How to Setup BluSKY's SCIM with Azure Active Directory
Overview
This document describes how to setup BluSKY's SCIM with Azure Active Directory (Azure AD).
To use BluSKY’s SCIM API with an external application, a user will need to be created in BluSKY. This user’s credentials will be used to acquire a security token that will be needed by the external application. This user will need to have a Role assigned to it that grants them permission for Personnel Administration and Occupant Administration.
SCIM Groups are Occupancies in BluSKY and SCIM Users are People in BluSKY. Since the information required to create an Occupancy in BluSKY is not available in Azure AD, BluSKY’s SCIM provisioning cannot create an Occupancy. Therefore, the Occupancies are created using the BluSKY’s web site and, in the Occupancy Edit page, the Azure AD Group’s “ObjectId” is put into the “SCIM Identifier” field. Once provisioning is enabled, Azure AD will “Create” the Group (Occupancy) in BluSKY. This will not actually create the Occupancy, but the provisioning application will receive information from BluSKY’s SCIM that it needs to communicate AD changes to BluSKY.
The person performing this task needs to have Global Administrator permission in Azure Active Directory.
Also, to provision SCIM by Group, the license for Azure AD must be Azure AD Premium P1 or higher,
Instructions
- In the Azure Portal search for and open the Azure Active Directory.
- Choose Enterprise Applications from the left menu.
- Click "New application"
- Click "Create your own application"
- Enter a name the SCIM application like BluSKY_SCIM
- Choose, "Integrate any other application you don't find in the gallery (Non-gallery)"
- Click Create
- When the application is created, choose Provisioning from the left-hand menu.
- Set the Provisioning Mode to Automatic.
- In the Admin Credentials section enter https://blusky.blub0x.com/scim for the Tenant Url.

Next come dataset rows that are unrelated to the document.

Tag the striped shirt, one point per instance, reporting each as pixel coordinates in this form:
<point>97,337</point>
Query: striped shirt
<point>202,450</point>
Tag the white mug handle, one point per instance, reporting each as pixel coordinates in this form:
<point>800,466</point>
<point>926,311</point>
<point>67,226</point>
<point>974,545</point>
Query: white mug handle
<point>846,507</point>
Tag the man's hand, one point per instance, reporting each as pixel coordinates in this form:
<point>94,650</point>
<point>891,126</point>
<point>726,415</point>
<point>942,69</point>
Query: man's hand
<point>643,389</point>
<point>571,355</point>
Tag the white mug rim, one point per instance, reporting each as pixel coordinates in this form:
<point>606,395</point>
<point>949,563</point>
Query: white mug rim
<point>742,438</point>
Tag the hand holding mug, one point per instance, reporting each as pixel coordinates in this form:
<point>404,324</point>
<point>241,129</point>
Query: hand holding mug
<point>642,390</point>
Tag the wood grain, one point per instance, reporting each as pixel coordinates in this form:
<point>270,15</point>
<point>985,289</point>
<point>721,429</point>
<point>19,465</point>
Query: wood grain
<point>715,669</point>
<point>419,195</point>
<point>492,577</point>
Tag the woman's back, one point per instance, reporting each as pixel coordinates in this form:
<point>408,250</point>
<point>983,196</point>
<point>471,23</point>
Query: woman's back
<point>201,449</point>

- Use a tool such as PostMan or curl to Post a request to https://blusky.blub0x.com/scim/token with a json payload of:
-
{
"username": "a user in the occupancy where SCIM users will initially be created.",
"password": "the BluSKY password for this user"
}
-
For example:
{
“username”: “user@yourDomain.com”,
“password”: “S0m3th1ngS3cr3t”
}
- If the username and password are valid, this API will return a Json Web Token (JWT) that expires in 1 year.
- If the username and password are valid, this API will return a Json Web Token (JWT) that expires in 1 year.

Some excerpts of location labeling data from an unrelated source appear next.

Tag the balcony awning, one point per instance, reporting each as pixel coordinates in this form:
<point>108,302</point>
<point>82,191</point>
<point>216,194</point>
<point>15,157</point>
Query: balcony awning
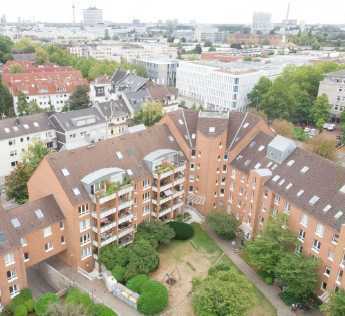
<point>168,192</point>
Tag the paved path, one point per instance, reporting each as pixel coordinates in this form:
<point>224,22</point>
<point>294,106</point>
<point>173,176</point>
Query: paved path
<point>270,292</point>
<point>97,290</point>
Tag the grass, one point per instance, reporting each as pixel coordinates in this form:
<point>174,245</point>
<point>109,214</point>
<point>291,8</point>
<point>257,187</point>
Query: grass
<point>204,244</point>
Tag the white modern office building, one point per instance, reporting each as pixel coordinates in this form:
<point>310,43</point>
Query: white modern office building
<point>92,16</point>
<point>215,88</point>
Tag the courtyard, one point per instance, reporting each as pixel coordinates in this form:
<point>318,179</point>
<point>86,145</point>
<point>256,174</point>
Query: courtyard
<point>185,260</point>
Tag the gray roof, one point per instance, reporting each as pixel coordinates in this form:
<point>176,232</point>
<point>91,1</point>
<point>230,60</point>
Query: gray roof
<point>67,121</point>
<point>24,125</point>
<point>322,178</point>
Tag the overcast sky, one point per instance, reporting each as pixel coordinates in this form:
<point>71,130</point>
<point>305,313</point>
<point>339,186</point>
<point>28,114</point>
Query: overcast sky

- Copy and Paste the JWT into the "Secret Token" field and click Test Connection. This should succeed.
- Prior to this anniversary date one year henceforth, repeat this process and update the secret token in this application before it expires.
- In the Mappings section click Groups.
- Ensure “Create” and “Update” are checked and uncheck “Delete”.
- Ensure the Active Directory Attribute, objectId is mapped to the Customappsso Attribute, externalId and the matching precedence is set to 1. If it does not exist, click the Add Mapping link.
- No other matching precedencies are needed.
- Set any other the Settings to your requirements and click Save.
- Go back to the Mappings section and click on Users.
- Click on the mapping for Active Directory Attribute, mail NickName and change the source attribute to objectid. Also set the matching precedence to 1.
- No other matching precedencies are needed.
- Set any other the Settings to your requirements and click Save.
- Go back to the Enterprise Applications page and click on the link for your new application.
- On the left-hand menu choose Users and Groups
- Assign the users and groups to be provisioned.
- On the left-hand menu choose Overview
- And click Start provisioning
Please note that Azure AD performs synchronization every 40 minutes so changes to Users and Group membership will not be applied to BluSKY immediately. Once Azure AD synchronizes the changes, the Users should be updated/created in BluSKY and they should be in their assigned Occupancy.